The irony is not lost on friends such as Régis Debray that the longest (and most successful) book of a philosopher who considered the human personality an illusion should be a confessional autobiography. But it is just one of the many faces of Althusser. “It is a tissue of lies and half-truths,” says Pierre Macherey, one of the many friends who opposed its publication. After finishing it he put it in a drawer and only spoke about it to a few close friends, although it was obviously written for publication.
As a result of l‘affaire Althusser, a bill has been introduced to tighten the French penal code as it affects those judged mentally unfit to stand trial. And the door of the flat on the ground floor of the Ecole Normale through which students called on the old and much-loved professor has been removed and walled in.
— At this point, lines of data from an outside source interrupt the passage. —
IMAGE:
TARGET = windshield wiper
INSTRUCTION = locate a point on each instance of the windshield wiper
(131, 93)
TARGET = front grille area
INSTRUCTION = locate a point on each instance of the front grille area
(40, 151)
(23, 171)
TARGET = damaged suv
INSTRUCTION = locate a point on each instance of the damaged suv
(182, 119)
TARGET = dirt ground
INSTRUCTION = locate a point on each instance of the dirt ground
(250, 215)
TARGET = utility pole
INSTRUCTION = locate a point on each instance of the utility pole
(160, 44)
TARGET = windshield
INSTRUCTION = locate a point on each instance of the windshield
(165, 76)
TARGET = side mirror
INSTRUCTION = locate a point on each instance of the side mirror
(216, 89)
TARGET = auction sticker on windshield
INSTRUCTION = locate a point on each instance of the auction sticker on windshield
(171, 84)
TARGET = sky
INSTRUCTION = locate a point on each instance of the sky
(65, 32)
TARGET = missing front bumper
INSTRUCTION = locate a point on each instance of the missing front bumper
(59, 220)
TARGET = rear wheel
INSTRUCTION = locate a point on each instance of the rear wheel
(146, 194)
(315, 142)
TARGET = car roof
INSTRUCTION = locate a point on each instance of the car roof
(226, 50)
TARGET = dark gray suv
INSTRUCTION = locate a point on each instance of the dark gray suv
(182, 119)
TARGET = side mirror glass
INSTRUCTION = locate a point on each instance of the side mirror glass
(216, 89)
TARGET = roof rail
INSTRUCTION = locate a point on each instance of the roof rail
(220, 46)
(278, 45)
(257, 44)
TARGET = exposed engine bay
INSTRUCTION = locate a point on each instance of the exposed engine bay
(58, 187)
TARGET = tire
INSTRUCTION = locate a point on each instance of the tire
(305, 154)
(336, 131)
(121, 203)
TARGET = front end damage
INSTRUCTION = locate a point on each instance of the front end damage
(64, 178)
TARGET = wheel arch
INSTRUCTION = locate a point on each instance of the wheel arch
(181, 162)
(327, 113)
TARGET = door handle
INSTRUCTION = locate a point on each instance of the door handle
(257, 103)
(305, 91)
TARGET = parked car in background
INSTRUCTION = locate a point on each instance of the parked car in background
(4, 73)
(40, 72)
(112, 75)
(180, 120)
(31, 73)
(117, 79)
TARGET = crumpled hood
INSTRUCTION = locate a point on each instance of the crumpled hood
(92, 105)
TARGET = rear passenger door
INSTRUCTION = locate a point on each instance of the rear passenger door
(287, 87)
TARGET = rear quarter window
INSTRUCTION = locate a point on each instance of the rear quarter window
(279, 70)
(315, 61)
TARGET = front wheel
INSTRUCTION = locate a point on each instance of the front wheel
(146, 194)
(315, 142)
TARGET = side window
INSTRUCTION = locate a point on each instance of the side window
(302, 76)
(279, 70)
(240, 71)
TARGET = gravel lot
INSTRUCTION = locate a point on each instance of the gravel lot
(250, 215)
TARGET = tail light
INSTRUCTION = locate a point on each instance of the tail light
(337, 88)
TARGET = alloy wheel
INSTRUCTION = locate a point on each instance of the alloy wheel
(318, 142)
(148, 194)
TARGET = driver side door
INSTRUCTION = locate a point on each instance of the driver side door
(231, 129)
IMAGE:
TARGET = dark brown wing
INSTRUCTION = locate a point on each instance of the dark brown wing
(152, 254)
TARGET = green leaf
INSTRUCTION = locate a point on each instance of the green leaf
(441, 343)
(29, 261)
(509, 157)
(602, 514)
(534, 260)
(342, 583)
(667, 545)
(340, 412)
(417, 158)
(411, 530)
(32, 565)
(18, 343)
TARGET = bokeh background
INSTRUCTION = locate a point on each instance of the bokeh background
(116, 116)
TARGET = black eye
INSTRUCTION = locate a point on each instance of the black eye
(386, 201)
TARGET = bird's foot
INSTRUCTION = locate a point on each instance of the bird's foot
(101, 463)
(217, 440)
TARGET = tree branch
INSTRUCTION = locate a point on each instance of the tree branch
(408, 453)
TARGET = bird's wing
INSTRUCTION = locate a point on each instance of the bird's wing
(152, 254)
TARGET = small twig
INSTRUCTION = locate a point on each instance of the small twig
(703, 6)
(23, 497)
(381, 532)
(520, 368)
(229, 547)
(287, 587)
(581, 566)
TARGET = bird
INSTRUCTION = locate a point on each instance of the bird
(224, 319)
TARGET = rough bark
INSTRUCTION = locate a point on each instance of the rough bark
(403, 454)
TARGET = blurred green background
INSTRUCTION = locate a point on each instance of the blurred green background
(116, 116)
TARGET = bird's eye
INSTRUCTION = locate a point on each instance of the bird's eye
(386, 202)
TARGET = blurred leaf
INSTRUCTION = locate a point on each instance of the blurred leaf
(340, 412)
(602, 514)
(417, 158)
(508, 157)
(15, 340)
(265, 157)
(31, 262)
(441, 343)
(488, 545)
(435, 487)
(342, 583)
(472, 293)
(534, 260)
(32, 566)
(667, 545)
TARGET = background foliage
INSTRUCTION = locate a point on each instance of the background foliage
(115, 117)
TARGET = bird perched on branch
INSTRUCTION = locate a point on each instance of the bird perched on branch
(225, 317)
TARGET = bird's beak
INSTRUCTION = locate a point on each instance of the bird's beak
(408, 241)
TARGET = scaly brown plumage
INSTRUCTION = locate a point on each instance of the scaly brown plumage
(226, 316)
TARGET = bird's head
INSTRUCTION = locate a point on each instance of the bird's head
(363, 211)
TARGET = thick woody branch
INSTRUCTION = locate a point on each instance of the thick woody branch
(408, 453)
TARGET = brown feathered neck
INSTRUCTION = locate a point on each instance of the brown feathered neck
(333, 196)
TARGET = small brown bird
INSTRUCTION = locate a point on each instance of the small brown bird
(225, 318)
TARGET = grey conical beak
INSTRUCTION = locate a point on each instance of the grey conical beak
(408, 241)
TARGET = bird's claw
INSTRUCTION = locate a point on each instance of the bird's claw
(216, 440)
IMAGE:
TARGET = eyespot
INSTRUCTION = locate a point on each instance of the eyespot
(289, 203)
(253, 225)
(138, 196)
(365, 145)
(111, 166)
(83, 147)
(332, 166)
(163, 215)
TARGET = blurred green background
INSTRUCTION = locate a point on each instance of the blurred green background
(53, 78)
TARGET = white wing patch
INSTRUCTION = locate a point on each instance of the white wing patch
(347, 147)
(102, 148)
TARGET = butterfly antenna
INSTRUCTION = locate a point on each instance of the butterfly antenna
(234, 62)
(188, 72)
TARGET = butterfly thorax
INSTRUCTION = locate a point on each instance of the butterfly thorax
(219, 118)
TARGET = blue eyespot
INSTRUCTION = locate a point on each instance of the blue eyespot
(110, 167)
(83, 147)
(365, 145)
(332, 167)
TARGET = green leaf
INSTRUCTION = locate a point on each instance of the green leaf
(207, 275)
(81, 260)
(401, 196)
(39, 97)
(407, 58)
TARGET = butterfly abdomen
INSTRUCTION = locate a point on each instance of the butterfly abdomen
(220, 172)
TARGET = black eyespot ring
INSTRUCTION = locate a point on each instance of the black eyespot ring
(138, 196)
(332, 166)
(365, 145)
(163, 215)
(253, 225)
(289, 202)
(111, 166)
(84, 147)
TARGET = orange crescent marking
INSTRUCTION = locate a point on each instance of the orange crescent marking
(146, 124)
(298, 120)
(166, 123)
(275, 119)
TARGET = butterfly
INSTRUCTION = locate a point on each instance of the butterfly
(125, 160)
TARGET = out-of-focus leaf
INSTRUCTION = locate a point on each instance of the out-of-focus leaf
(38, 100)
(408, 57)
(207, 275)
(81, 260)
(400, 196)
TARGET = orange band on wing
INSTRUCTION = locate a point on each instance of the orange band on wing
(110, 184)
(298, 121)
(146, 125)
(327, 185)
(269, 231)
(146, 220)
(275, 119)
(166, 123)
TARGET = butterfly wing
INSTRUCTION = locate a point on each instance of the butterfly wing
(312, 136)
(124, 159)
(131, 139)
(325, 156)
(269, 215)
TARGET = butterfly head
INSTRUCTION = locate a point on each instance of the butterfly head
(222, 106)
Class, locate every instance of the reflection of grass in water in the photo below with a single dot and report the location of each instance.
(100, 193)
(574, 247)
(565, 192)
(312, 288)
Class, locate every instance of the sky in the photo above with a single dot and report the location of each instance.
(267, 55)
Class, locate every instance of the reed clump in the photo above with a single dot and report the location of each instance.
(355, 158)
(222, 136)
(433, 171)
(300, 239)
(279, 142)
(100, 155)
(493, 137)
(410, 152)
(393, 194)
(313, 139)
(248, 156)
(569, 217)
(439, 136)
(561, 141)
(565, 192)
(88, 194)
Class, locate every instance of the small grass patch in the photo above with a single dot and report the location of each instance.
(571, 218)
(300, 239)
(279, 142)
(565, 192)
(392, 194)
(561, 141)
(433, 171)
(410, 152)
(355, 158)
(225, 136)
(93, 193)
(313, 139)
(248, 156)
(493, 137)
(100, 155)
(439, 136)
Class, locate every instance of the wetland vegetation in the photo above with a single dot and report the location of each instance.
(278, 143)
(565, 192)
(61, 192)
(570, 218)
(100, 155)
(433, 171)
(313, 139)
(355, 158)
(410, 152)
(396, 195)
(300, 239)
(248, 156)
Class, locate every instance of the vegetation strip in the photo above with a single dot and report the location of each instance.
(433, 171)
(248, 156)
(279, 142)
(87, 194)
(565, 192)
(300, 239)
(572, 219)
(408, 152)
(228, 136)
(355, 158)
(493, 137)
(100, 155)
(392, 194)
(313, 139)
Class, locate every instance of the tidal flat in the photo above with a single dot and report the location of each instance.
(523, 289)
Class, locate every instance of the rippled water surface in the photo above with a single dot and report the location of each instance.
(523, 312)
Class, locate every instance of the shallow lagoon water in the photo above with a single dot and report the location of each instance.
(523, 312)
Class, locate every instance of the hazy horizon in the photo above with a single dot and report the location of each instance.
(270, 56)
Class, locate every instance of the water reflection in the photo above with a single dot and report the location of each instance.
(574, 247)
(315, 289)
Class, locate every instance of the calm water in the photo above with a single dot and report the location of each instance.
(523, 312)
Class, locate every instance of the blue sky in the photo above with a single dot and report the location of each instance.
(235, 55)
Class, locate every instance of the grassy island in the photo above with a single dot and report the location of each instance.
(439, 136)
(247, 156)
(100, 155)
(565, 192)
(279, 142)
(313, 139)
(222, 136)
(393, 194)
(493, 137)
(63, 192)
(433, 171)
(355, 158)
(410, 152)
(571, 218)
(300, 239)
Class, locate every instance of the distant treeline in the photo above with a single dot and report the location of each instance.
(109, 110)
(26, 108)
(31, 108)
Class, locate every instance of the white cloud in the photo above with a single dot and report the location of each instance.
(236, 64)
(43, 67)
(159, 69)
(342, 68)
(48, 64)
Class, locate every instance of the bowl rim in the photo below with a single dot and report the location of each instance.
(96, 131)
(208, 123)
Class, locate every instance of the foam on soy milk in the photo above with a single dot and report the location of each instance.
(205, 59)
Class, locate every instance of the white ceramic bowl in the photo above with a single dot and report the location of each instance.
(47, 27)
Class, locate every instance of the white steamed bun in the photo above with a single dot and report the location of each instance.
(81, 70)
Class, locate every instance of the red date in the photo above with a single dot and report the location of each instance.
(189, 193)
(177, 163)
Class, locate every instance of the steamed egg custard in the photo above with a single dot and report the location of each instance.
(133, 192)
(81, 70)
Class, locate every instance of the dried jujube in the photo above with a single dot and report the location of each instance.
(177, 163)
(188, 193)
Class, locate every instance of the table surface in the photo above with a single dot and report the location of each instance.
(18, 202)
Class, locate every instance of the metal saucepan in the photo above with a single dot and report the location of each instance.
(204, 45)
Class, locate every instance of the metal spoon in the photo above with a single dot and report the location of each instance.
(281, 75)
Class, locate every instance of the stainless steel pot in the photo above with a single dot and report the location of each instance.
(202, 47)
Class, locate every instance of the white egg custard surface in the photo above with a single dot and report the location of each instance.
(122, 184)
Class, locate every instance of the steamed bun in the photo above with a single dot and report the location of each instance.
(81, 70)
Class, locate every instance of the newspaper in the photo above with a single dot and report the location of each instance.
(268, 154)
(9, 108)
But above all, the tragic end of the Althussers symbolised for the generation of 1968 the end of Marxism and the PCF as forces in French intellectual life, and left a vacuum no one now alive is big enough to fill.
“Gravissimo!” says Elisabeth Roudinesco, describing the present crisis in French intellectual life. “We have no Sartre, no Lacan, no Foucault, and now no more Althusser. Levi-Strauss is alive but he is not the same. He’s a conservative. There is only Jacques Derrida. And he doesn’t have the position in France that he has abroad. He’s not seen as a subversive figure here.”
Althusser ended his days in an old people’s home in Yvelines, west of Paris, and died of heart failure on 22 October 1990. “He was,” wrote a friend, Louis Comte-Sponville, in Le Monde two days later, “the unhappiest man I ever met.”